H. Jonas, Il principio responsabilità
L’elemento comune può essere sintetizzato nei tre concetti di “totalità”, “continuità” e “futuro”, riferiti all’esistenza e alla felicità degli esseri umani. Assumono anzitutto come dato fondamentale il polo di riferimento “essere umano”. Esso presenta la precarietà, la vulnerabilità, la revocabilità – modalità particolarissima della transitorietà – proprie di ogni essere vivente, che ne fanno oggetto esclusivo di cura (Obhut); ma oltre a ciò la comunanza dell’humanum con la sfera della responsabilità, che ha su quello la pretesa piú originaria, anche se forse non l’unica. Ogni essere vivente è fine a se stesso e non ha bisogno di una giustificazione ulteriore: sotto questo aspetto l’uomo non è in nulla superiore agli altri esseri viventi, eccetto che per poter essere soltanto lui il responsabile anche per loro, ossia per la salvaguardia del loro essere fini a se stessi. Ma nella compartecipazione al destino umano i fini dei suoi simili, sia che egli li condivida oppure si limiti a riconoscerli negli altri, e il fine in sé della loro stessa esistenza, possono in maniera unica confluire nel suo proprio fine: l'archetipo di ogni responsabilità è quello dell’uomo per l’uomo. Questo primato della parentela soggetto-oggetto nel rapporto di responsabilità è insito inconfutabilmente nella natura della cosa. Esso significa tra l’altro che il rapporto, pur essendo unilaterale in se stesso e in ogni caso singolo, è tuttavia reversibile e include una potenziale reciprocità. Anzi, genericamente la reciprocità è sempre presente, in quanto io, responsabile di qualcuno, vivendo fra esseri umani sono sempre anche oggetto della responsabilità di qualcun altro. Questo deriva dalla non-autarchia dell’uomo: ciascuno ha sperimentato anzitutto su se stesso la responsabilità originaria delle cure parentali. In questo paradigma fondamentale diventa chiaro nel modo piú convincente l’intreccio della responsabilità con tutto ciò che è animato. Soltanto ciò che è vivente, nella sua costitutiva indigenza e vulnerabilità, può essere oggetto di responsabilità; questa è però soltanto la condizione necessaria e non sufficiente.
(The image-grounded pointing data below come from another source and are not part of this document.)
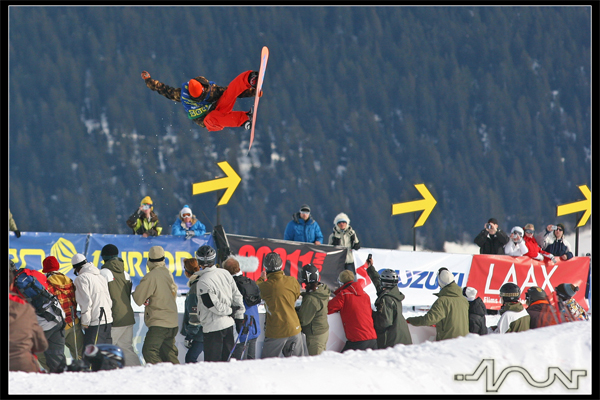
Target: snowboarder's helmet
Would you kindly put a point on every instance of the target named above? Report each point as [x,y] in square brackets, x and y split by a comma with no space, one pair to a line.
[310,273]
[206,256]
[566,290]
[195,88]
[272,262]
[104,356]
[534,294]
[389,278]
[510,292]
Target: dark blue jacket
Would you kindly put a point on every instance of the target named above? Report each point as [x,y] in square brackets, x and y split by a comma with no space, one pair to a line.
[298,230]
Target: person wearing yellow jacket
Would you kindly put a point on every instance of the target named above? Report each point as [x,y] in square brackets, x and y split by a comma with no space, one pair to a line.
[144,220]
[157,292]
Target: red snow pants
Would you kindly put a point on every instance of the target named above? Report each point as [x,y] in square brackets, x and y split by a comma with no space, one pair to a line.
[222,115]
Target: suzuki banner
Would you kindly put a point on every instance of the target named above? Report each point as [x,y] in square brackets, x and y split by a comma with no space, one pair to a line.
[417,272]
[488,273]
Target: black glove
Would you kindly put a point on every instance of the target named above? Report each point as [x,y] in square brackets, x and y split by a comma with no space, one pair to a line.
[238,325]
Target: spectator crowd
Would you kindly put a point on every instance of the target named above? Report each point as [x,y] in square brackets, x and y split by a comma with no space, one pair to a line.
[92,317]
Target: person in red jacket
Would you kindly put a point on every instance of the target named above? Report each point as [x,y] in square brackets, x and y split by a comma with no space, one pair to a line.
[208,104]
[535,251]
[354,306]
[539,309]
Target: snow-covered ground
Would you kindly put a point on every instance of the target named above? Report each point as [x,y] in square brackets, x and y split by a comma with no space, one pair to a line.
[518,363]
[552,360]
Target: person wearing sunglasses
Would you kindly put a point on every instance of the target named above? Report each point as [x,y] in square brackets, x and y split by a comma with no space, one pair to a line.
[555,242]
[187,225]
[535,251]
[516,246]
[144,220]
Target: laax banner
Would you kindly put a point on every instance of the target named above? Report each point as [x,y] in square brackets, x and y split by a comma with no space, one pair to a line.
[488,273]
[328,259]
[32,247]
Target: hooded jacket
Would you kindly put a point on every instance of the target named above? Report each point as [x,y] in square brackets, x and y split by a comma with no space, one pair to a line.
[541,314]
[313,311]
[491,244]
[219,300]
[299,230]
[514,318]
[389,323]
[92,295]
[25,336]
[533,248]
[190,326]
[280,293]
[64,289]
[449,313]
[354,306]
[119,287]
[555,246]
[345,238]
[159,288]
[477,313]
[180,229]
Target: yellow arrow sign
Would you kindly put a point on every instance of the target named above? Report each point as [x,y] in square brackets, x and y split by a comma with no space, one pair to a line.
[583,205]
[426,205]
[230,182]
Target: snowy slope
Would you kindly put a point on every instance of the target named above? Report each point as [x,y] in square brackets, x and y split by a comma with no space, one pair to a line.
[427,368]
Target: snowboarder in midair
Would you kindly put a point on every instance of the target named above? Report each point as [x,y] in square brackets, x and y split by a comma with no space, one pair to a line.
[210,105]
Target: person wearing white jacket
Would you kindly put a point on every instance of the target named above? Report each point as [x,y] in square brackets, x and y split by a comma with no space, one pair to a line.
[516,246]
[220,306]
[93,298]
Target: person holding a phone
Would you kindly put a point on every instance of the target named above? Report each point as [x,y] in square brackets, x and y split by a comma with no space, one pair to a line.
[491,239]
[144,220]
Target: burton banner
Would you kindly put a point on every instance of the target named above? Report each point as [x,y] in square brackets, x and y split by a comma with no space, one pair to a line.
[32,247]
[488,273]
[328,259]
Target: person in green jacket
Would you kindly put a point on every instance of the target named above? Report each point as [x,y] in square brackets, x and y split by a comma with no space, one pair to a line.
[514,317]
[449,313]
[313,311]
[157,291]
[119,287]
[283,334]
[389,323]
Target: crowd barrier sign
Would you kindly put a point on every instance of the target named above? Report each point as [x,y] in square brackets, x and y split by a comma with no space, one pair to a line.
[417,270]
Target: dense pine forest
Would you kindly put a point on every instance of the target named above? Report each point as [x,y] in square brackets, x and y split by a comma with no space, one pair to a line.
[489,107]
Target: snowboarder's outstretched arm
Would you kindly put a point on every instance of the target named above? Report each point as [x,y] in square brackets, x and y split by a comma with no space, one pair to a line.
[169,92]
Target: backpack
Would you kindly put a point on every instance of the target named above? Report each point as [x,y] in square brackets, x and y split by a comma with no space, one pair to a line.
[46,305]
[249,290]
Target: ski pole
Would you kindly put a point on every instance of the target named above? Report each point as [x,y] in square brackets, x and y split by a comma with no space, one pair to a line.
[247,329]
[234,345]
[73,315]
[99,321]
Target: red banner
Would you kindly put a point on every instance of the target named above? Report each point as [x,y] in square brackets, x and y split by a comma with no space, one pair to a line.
[329,260]
[488,273]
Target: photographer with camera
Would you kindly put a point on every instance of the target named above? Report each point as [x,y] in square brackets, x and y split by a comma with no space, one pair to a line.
[144,221]
[491,239]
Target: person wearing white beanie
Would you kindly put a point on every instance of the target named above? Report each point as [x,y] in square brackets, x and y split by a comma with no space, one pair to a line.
[477,312]
[449,313]
[343,235]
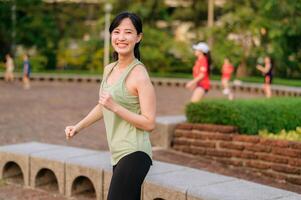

Ciò che contrassegna l’uomo, e cioè che soltanto lui può avere una responsabilità, significa contemporaneamente che egli la deve avere anche per i suoi simili, essi stessi soggetti potenziali di responsabilità, e che, in un modo o nell’altro, già la possiede: la capacità di averla è la condizione sufficiente della sua attualizzazione.